To give students an appreciation of the utility of synchronized clocks in distributed systems, and of the variability in network delays that stands in the way of accurate synchronization. To understand the key features of Cristian's synchronization algorithm, the Berkeley algorithm and the Network Time Protocol. To understand the utility of logical clocks (Lamport and vector), the rules for updating them and their limitations.
To understand why instantaneous snapshots are impossible and that this is a fundamental property of distributed systems. To understand the practical importance of global states for reasoning about debugging, deadlocks etc. To understand the construction of a snapshot algorithm.
To appreciate the impact of whether we use a synchronous or asynchronous system model on the algorithms we can construct.
The lack of universal time is a fundamental characteristic of distributed systems. However, it is possible to synchronize clocks to reasonable degrees of accuracy, which are adequate for many purposes. Internal synchronization algorithms synchronize clocks together, without reference to UTC; external synchronization algorithms synchronize them to UTC.
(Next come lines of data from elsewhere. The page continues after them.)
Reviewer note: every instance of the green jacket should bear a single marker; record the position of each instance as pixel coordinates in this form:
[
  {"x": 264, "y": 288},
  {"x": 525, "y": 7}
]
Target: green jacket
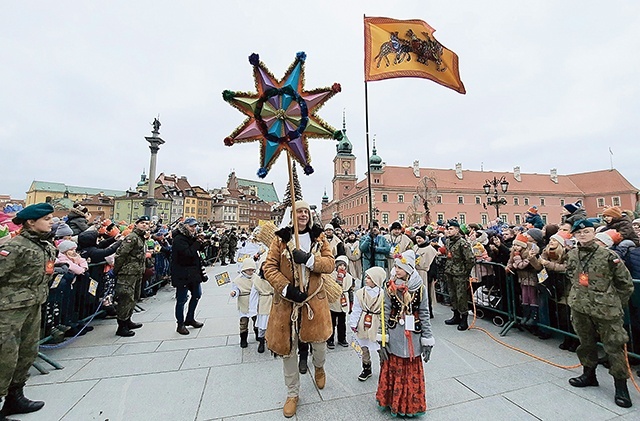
[
  {"x": 610, "y": 285},
  {"x": 24, "y": 263},
  {"x": 130, "y": 256},
  {"x": 460, "y": 258}
]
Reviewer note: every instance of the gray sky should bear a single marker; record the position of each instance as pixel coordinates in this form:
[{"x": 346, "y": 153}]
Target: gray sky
[{"x": 550, "y": 84}]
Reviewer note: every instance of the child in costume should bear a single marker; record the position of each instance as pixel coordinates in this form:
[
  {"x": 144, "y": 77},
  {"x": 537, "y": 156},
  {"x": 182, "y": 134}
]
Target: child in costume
[
  {"x": 340, "y": 307},
  {"x": 248, "y": 297},
  {"x": 265, "y": 299},
  {"x": 405, "y": 336},
  {"x": 365, "y": 316}
]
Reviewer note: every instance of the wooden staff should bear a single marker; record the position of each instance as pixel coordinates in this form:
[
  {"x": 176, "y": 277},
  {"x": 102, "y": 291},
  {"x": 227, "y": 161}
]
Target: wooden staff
[{"x": 296, "y": 237}]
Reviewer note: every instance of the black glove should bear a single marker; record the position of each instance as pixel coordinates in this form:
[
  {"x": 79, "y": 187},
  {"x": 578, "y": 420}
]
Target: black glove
[
  {"x": 426, "y": 353},
  {"x": 300, "y": 256},
  {"x": 294, "y": 294}
]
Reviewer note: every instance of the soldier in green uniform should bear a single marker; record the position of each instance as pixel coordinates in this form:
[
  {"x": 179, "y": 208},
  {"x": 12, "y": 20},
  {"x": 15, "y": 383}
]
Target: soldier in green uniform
[
  {"x": 224, "y": 247},
  {"x": 601, "y": 286},
  {"x": 129, "y": 267},
  {"x": 457, "y": 268},
  {"x": 26, "y": 267}
]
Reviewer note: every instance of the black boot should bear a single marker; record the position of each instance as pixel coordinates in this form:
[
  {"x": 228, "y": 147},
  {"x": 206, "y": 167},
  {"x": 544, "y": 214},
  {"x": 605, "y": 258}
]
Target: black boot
[
  {"x": 133, "y": 325},
  {"x": 454, "y": 320},
  {"x": 17, "y": 403},
  {"x": 302, "y": 366},
  {"x": 123, "y": 329},
  {"x": 366, "y": 372},
  {"x": 588, "y": 378},
  {"x": 463, "y": 325},
  {"x": 622, "y": 397}
]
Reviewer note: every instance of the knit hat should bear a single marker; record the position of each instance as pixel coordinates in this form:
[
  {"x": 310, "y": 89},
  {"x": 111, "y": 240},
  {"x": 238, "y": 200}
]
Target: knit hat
[
  {"x": 63, "y": 230},
  {"x": 536, "y": 234},
  {"x": 34, "y": 212},
  {"x": 67, "y": 245},
  {"x": 561, "y": 237},
  {"x": 395, "y": 225},
  {"x": 377, "y": 275},
  {"x": 614, "y": 212},
  {"x": 580, "y": 224},
  {"x": 521, "y": 240},
  {"x": 605, "y": 239},
  {"x": 572, "y": 207},
  {"x": 406, "y": 261}
]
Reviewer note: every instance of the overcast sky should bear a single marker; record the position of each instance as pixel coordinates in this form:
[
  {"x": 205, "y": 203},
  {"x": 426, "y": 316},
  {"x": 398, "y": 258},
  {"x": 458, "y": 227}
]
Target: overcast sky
[{"x": 550, "y": 84}]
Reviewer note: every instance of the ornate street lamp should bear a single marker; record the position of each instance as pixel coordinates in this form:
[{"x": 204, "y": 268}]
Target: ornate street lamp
[{"x": 490, "y": 185}]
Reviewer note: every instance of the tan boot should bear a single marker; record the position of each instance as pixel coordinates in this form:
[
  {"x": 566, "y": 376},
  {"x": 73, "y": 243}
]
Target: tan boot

Where clock accuracy is an important requirement rather than a convenience (that is, in real-time distributed systems), a more critical analysis is required than that given in the chapter - in particular where clocks may report false values, and where time servers must be assumed to fail occasionally. Questions then arise about the guarantees that can be placed on clock values returned to the user.
Logical clocks enable us to reason about the order in which events occur without reference to real time. The happened-before relation captures events that are related at the level of the application semantics; unfortunately, it can also capture events that are unrelated at this level. The students should appreciate that sometimes hidden causal channels (such as telephones) exist, which do not appear in our system model.
A global state consists of both process and channel states.
A general snapshot algorithm such as Chandy and Lamport's may be replaced by a more efficient, specialized algorithm intended for detecting a specific type of state such as deadlock.
The debugging algorithm that we present is general but extremely inefficient; however it helps us to understand what is involved in distributed debugging.
Students may find it hard to see the point of the material on logical clocks. Concentrate on the happened-before relation and encourage students to think of examples of actions that depend on prior actions.
Many students find the material in 10.5 and 10.6 hard-going. Try formulating the problems more concretely (e.g. a particular debugging example) and setting them the task of finding a solution themselves.
Encourage students to state and prove the properties of the algorithms mathematically (see e.g. [Raynal 1988]).
To help the students understand the notion of global states and consistent global states, try using the metaphor of playing video footage of views of different parts of the same scene, on separate video players. By winding the videos to arbitrary points we can obtain combinations of states, many of which do not make sense (an effect without the cause).